查询条件变成 ```lastact=1 and score_upd=1```  
  
2、固定的查询条件, 放在索引的where条件里面.   
```  
create index xxx on tab (col,...) where lastact=1 and score_upd=1 and score>=0;   
```  
  
3、可枚举且值非常少的查询条件, 也可以放在索引where里面. 新的索引如下  
```  
create extension btree_gist;  
create extension postgis;  
  
create index xxx1 on tab using gist (location::geography, age, score_type, score_level, city_code, intent)   
where lastact=1 and score_upd=1 and score>=0 and status=1 and gender=1;  
  
create index xxx2 on tab using gist (location::geography, age, score_type, score_level, city_code, intent)   
where lastact=1 and score_upd=1 and score>=0 and status=1 and gender=2;  
```  
  
4、未来优化(调结构, 使索引100%过滤)  
位置geohash化, 方圆5公里一个box, 大box套小box(hash串可以区分). 使用suffix标示表, 索引从gist转成btree索引.  
  
```  
create table a_$geohash串 (  -- 大box, 每个box一张表, 例如方圆100公里, 建议方圆多少和数据量挂钩, 5000万左右记录(如果大频繁的更新)  
  geohashid text, -- 小box, 精确到多少业务可以自行决定  
  ....  
);  
```  
  
例子:   
```  
大box, a_abcdexz    
小box, a_abcdexz[....]    
```  
  
查询时, 根据where位点找到对应的大box的表, 然后到小box里面查询.   
  
```  
select xxx from a_$geohash串   
where geohashid = ?  
and ...  
```  
  
索引转成btree索引:  
所有的等值条件都可以放到索引里面, 保留最后一个字段为范围字段即可. 做到索引100%过滤  
```  
create index xx on xx using btree(geohashid, ...., age);   
```  
  
5、已读优化1:  
由于已读会越来越多, 所以UID no in这里的id也会越来越多, 可能数十万甚至百万. 一条sql就很大, 而且存储量也很大.  

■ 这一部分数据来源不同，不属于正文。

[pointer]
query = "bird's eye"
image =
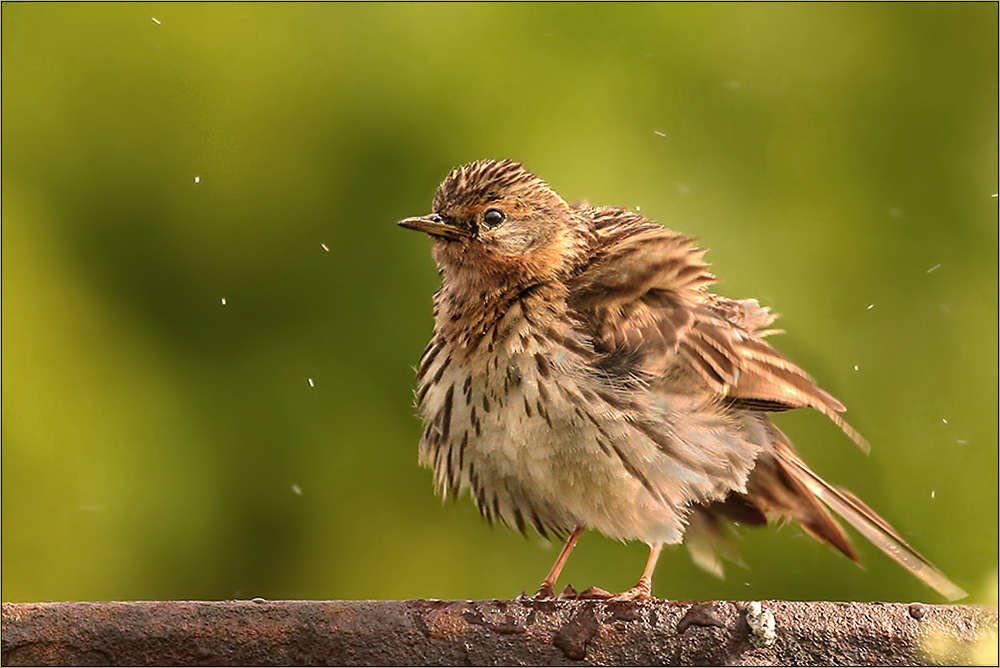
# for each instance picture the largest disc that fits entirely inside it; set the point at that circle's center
(493, 217)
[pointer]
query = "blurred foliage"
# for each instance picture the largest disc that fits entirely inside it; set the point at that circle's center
(210, 319)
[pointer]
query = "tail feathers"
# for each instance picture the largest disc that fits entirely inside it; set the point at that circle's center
(863, 519)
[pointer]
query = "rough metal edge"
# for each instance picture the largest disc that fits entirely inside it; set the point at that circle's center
(516, 632)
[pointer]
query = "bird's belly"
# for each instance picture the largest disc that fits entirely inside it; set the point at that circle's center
(532, 450)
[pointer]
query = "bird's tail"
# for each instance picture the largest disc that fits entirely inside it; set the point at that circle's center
(785, 486)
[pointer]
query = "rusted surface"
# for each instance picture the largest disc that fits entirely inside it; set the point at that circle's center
(421, 632)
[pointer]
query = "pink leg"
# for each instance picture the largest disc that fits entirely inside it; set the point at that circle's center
(547, 588)
(644, 589)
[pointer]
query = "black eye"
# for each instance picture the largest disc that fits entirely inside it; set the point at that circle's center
(493, 217)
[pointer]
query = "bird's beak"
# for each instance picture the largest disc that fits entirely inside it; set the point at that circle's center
(435, 226)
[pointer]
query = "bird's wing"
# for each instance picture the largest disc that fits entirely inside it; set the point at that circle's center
(645, 294)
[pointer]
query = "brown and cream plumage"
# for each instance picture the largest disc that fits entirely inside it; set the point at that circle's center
(582, 375)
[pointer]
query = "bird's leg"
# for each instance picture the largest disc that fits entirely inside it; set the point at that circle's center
(644, 588)
(546, 590)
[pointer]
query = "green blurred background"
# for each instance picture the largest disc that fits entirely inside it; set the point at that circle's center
(200, 401)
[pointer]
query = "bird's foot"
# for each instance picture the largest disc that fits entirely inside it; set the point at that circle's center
(637, 593)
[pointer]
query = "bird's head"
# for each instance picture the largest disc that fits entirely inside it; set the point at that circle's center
(496, 222)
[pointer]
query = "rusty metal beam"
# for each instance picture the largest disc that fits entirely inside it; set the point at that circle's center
(420, 632)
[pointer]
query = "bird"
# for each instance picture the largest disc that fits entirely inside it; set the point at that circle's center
(582, 375)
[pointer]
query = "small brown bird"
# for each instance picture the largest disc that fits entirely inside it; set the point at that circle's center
(582, 375)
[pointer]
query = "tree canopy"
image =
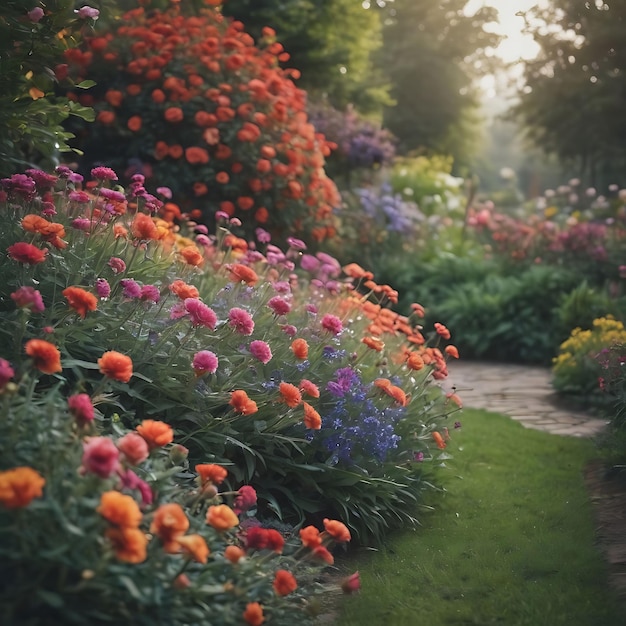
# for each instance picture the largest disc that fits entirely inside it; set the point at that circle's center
(572, 100)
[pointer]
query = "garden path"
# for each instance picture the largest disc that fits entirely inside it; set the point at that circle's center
(522, 392)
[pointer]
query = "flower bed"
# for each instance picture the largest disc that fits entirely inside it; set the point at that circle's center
(186, 417)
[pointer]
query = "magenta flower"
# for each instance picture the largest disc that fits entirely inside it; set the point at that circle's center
(279, 305)
(200, 313)
(260, 350)
(28, 298)
(103, 289)
(332, 324)
(241, 321)
(204, 361)
(81, 408)
(117, 265)
(100, 457)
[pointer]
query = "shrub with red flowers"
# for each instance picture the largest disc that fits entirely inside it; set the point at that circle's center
(192, 103)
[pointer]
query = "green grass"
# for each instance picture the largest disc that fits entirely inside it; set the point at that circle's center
(511, 541)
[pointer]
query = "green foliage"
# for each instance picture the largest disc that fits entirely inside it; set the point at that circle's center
(514, 508)
(33, 37)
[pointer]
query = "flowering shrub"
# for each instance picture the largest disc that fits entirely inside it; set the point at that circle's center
(213, 118)
(243, 350)
(576, 368)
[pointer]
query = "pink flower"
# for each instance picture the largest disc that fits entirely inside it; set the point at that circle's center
(81, 408)
(332, 324)
(279, 305)
(261, 351)
(117, 265)
(241, 321)
(200, 313)
(6, 373)
(204, 361)
(134, 448)
(28, 298)
(103, 289)
(246, 499)
(100, 457)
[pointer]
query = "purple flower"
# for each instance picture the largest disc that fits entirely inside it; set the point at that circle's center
(200, 313)
(204, 361)
(260, 350)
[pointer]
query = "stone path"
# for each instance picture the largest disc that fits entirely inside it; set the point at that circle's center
(522, 392)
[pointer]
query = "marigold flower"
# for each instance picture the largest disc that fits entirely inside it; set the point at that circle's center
(80, 300)
(211, 472)
(169, 523)
(19, 486)
(284, 582)
(337, 530)
(253, 615)
(156, 433)
(116, 365)
(241, 321)
(310, 537)
(143, 227)
(134, 448)
(46, 356)
(312, 418)
(242, 273)
(260, 350)
(290, 394)
(129, 544)
(241, 403)
(221, 517)
(119, 509)
(300, 348)
(204, 361)
(195, 546)
(441, 444)
(234, 553)
(81, 408)
(23, 252)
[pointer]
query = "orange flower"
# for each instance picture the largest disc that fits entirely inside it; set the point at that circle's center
(116, 365)
(46, 356)
(210, 472)
(253, 614)
(221, 517)
(310, 537)
(129, 544)
(312, 418)
(192, 256)
(452, 351)
(119, 509)
(284, 582)
(195, 546)
(168, 524)
(291, 394)
(183, 290)
(300, 348)
(80, 300)
(242, 273)
(374, 343)
(155, 433)
(240, 401)
(19, 486)
(234, 553)
(337, 530)
(143, 227)
(441, 444)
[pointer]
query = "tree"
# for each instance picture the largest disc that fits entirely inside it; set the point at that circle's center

使用hll或bloom或者roaringbitmap存储已读列表大幅度压缩空间, 提高过滤效率. 例如hll:   
  
使用hll存储已读列表, 后台更新合并到hll val(不要实时更新, 因为hll也有几十KB, 更新量大容易造成IO瓶颈, 建议通过消费任务, 消费已读消息, 按user分组批量更新, 减少更新次数)    
已读table t: ``` uid, hll ```   
查询条件: ```where a.uid || t.hll <> t.hll ```    
  
6、已读优化2:    
类似于bitcorn挖矿, 越到后面概率越来越低, 投入产出比就会越来越低.  
  
已读的情况和挖矿类似, 把用户看成一种资源, 当满足推荐条件的记录概率越来越低的话, 那么可以从两方面入手提高效率:   
1\. 提高概率, 增加资源, 资源越多概率越高, 对于离散随机搜索有效.   
[《PostgreSQL 随机采样应用 - table sample, tsm_system_rows, tsm_system_time》](../202005/20200509_01.md)    
  
2\. 提高触达先机, 这个和数据搜索方法有关, 对于思维定势搜索有效, 例如本例的索引扫描就是一种思维定势下的搜索方法.   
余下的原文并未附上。